In un bagno di folla sulla Piazza Rossa, Vladimir Putin ha chiarito che la Russia non rinuncerà alla Crimea e ad altre regioni annesse in Ucraina. Questa dichiarazione è intervenuta dopo la vittoria annunciata del presidente russo alle elezioni presidenziali, che gli hanno garantito la più grande percentuale di voti nella storia del Paese, con l’87,3% dei consensi.
Putin ha sottolineato l’unità del Paese portando sul palco i tre candidati sconfitti con percentuali umilianti, mentre decine di migliaia di persone assistevano a un concerto per celebrare il decimo anniversario dell’annessione della Crimea. Ha assicurato che la Russia andrà avanti “con le nuove regioni, mano nella mano”, anche se ha riconosciuto le difficoltà nel processo di integrazione dei territori come il Donbass.

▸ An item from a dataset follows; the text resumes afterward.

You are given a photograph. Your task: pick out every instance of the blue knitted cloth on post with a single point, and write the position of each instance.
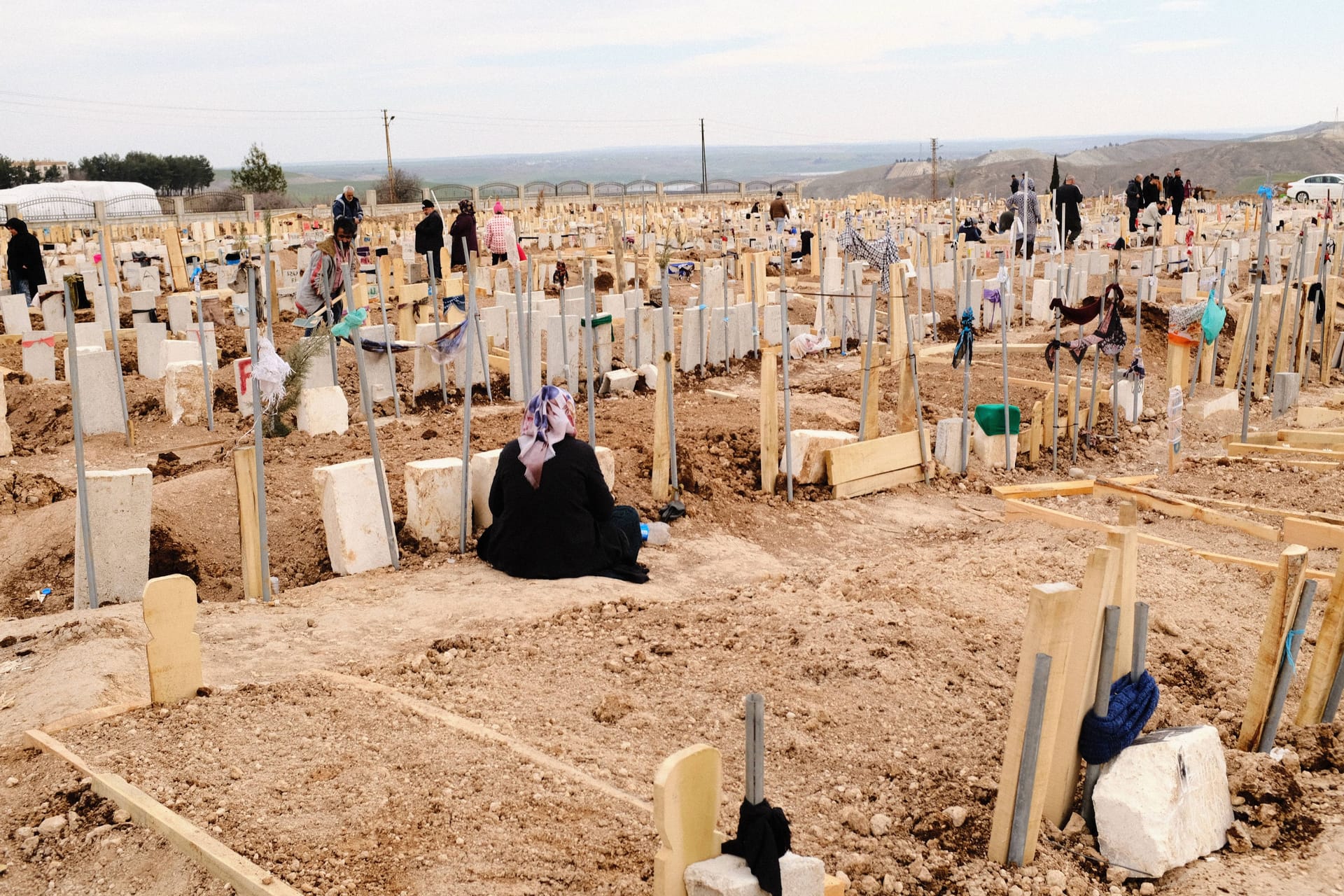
(1132, 703)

Le parole di Putin hanno sollevato domande sul futuro delle relazioni con l’Ucraina e sulle prospettive di negoziati. Mosca continua a sostenere la sua disponibilità per negoziati che tengano conto del controllo russo su parte dell’Ucraina. Tuttavia, la Russia ha respinto la proposta di una “formula Zelensky”, che prevede il ritiro completo delle truppe russe dalle regioni occupate e dalla Crimea.
Queste dichiarazioni sono seguite a una serie di pronunciamenti internazionali che hanno condannato le elezioni russe come non libere e non giuste. Molti paesi occidentali, inclusi gli Stati Uniti, il Regno Unito e la Germania, hanno annunciato che non riconosceranno i risultati elettorali russi, definendo il processo elettorale un “atto di repressione e intimidazione”. La comunità internazionale sta esaminando la possibilità di non riconoscere più Putin come presidente legittimo della Russia.
Il silenzio da parte dell’ex presidente americano Donald Trump, il cui rapporto con Putin è stato oggetto di preoccupazione, è stato notato, mentre il governo italiano e altri paesi europei hanno espresso ferme condanne riguardo alle elezioni russe.
Il futuro delle relazioni tra la Russia e il resto del mondo rimane incerto, con la comunità internazionale che cerca di determinare il modo migliore per affrontare la situazione in Ucraina e le azioni del governo russo.